Marwan Barghouti, o líder e parlamentar do Fatah preso há 15 anos que publicou um artigo sobre a greve no diário estadunidense The New York Times, foi punido com a solitária e o diário, repreendido, pelo que se retratou rapidamente com uma nota no rodapé do seu texto “esclarecendo” que Barghouti é acusado de assassinato e por isso está preso. Nenhum “esclarecimento” do gênero se encontra em notas nos rodapés de textos de criminosos de guerra também publicados ali, nem do contexto da resistência palestina, denunciam diversos autores.

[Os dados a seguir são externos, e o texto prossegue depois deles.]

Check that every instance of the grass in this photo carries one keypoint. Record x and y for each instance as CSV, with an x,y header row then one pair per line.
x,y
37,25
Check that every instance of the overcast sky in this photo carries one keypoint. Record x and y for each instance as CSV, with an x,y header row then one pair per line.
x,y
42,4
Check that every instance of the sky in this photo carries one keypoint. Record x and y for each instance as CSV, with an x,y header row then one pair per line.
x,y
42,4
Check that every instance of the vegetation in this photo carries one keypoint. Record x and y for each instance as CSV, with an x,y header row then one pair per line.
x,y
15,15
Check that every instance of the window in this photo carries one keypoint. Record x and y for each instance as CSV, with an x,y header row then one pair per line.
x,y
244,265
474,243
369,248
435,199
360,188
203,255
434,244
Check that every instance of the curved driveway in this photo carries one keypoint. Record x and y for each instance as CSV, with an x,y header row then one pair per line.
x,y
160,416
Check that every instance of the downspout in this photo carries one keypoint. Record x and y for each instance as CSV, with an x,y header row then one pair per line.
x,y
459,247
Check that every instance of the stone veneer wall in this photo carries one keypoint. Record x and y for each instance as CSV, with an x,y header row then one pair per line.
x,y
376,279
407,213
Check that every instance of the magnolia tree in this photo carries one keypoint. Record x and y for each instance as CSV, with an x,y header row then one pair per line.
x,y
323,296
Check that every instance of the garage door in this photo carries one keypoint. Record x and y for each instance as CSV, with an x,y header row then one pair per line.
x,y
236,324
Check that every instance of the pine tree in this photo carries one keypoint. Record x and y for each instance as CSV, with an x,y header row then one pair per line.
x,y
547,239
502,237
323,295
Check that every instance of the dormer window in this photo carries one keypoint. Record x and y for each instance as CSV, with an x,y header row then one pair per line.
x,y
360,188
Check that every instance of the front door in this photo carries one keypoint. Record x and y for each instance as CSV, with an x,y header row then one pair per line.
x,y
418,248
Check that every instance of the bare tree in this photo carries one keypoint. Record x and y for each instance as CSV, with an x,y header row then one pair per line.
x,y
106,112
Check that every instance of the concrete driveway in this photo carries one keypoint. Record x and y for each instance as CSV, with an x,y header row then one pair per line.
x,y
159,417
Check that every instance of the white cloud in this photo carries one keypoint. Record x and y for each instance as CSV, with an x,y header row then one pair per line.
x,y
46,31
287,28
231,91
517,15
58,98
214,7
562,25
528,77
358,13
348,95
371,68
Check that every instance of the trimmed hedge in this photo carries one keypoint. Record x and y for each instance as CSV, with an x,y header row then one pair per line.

Apesar da intensificada repressão nas ruas e nas prisões – com diversos prisioneiros sendo confinados em solitárias como punição por sua posição desafiante – a mobilização se sustenta, internacionalizada na solidariedade ou no alerta midiático para uma “possível escalada das tensões”.
O protesto tem força nacional. Por isso a saudação da Frente Popular de Libertação da Palestina (FPLP), “a cada prisioneiro, heróis e heroínas das batalhas da vontade e da resiliência, … aos prisioneiros enfermos, detidos administrativamente e líderes aprisionados, liderados pelo secretário-geral encarcerado, camarada Ahmad Sa'adat, Marwan Barghouti, Hassan Salameh, Wajdi Jawdat, Anas Jaradat, Bassam Kandaji e a longa fila de líderes que representam a luta nacional e a causa dos prisioneiros.”
A ação convoca também ao aumento do respaldo internacional. O apelo é para que “os apoiantes da justiça em todo o mundo ajam em apoio aos prisioneiros palestinos cujos corpos e vidas estão em risco pela liberdade e a dignidade,” segundo Addameer. O potencial de unidade nacional – esperança que a liderança israelense se esforça por minar – é o maior temor de um regime de ocupação militar, colonialismo e massacres que não pode mais se sustentar.